DEMOCRAZY.ID - Anggota Komisi V Hamid Noor Yasin memandang bahwa pemindahan Ibukota Negara ke Penajam Paser Utara, Kalimantan Timur tergesa-gesa. Dan bukan menjadi situasi urgensi saat ini.
RUU IKN diketahui sejak awal sudah menuai polemik. Sejak dibentuknya Panitia khusus (Pansus), telah melanggar Tata Tertib (Tartib) DPR RI No.1 Tahun 2020.
Dengan anggota Pansus melebihi kapasitas maksimal 56 anggota dari yang seharusnya hanya berjumlah 30 anggota.
“Pemindahan Ibukota terkesan terburu-buru. Baru langkah awal saja sudah melanggar tartib, sudah menuai polemik, kedepannya bisa saja menimbulkan cacat hukum dan menuai gugatan,” kata Hamid dikutip Sabtu, 18 Desember 2021.
Diketahui bahwa pembiayaan Ibukota baru akan membutuhkan dana sebesar Rp466 Triliun dan akan memangkas 19 persen dari dana APBN. Serta sumber dana lain seperti investasi swasta.
Di sisi lain, timbul kekhawatiran lain dimana utang pemerintah saat ini yang terus membengkak sekitar Rp6.000 Triliun.
“Sejak awal PKS memandang bahwa pemindahan Ibukota dirasa belum penting dalam kondisi saat ini.
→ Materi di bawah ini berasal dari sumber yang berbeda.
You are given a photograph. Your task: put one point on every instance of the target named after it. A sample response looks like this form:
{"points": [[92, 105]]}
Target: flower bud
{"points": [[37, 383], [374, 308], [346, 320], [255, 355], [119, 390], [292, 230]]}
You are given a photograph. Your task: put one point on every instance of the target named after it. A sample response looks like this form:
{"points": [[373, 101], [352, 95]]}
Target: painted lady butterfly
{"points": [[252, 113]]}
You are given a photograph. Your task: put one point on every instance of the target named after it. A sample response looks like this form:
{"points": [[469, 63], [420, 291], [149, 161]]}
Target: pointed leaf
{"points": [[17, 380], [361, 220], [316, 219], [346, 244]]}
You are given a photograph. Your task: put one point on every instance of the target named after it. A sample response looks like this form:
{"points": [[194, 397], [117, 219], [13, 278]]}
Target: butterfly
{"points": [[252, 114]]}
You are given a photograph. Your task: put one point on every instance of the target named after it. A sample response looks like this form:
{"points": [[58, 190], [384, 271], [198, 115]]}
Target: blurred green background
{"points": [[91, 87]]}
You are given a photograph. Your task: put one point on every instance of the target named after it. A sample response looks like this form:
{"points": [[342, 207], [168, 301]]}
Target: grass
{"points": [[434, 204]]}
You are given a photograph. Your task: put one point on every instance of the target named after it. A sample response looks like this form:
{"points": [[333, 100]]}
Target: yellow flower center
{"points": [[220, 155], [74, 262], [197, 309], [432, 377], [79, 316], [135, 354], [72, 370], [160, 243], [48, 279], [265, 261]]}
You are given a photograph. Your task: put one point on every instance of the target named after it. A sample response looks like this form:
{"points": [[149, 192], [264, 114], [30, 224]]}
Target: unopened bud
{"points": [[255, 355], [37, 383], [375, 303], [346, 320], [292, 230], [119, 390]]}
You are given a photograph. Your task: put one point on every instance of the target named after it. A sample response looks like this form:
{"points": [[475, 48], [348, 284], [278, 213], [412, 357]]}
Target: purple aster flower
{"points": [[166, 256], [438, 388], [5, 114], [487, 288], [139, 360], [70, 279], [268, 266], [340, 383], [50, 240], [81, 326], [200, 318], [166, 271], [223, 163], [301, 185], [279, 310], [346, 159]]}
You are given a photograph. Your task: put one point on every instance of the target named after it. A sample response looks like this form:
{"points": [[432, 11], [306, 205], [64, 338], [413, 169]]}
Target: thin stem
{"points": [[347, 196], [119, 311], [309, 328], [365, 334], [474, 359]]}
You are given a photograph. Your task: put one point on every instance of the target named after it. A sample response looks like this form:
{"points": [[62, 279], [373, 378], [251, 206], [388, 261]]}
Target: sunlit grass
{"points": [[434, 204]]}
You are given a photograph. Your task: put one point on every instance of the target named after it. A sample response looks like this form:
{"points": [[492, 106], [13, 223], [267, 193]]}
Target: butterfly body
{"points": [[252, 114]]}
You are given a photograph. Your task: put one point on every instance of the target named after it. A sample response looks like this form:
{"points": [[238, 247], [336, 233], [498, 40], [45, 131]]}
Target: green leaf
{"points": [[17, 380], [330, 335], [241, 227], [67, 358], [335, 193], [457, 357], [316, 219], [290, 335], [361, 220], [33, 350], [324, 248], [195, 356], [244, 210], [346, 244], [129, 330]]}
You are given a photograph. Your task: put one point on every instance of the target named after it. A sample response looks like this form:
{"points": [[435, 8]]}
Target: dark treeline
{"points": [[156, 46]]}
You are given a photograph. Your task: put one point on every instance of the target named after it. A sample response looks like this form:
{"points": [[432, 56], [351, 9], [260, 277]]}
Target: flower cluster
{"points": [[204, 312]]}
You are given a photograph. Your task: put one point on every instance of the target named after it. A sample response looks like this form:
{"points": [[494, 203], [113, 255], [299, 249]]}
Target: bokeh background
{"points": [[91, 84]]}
Terlebih pada saat kondisi Pandemi COVID-19 yang belum selesai, APBN, utang pemerintah yang terus membengkak, serta Jakarta yang dinilai masih layak,” ucap politikus PKS tersebut.
Anggota Komisi V tersebut juga menyampaikan bahwa pemindahan Ibukota negara ke Penajam Paser Utara, Kalimantan Timur akan menimbulkan risiko terhadap lingkungan hidup.
“Pemindahan Ibukota ke Kalimantan yang dikenal sebagai paru-paru dunia, berpotensi menimbulkan permasalahan terkait dengan keanekaragaman hayati, makhluk hidup, serta suku dan budaya,” ujar Hamid.
Ia berharap kepada masyarakat, akademisi, dan praktisi untuk terus memantau RUU IKN.
Pihaknya bersedia menerima masukan sebanyak-banyaknya.
Yang nantinya akan disuarakan dalam Pansus dan Panja dalam memberikan kontribusi terbaik melahirkan UU IKN. [Democrazy/FIN]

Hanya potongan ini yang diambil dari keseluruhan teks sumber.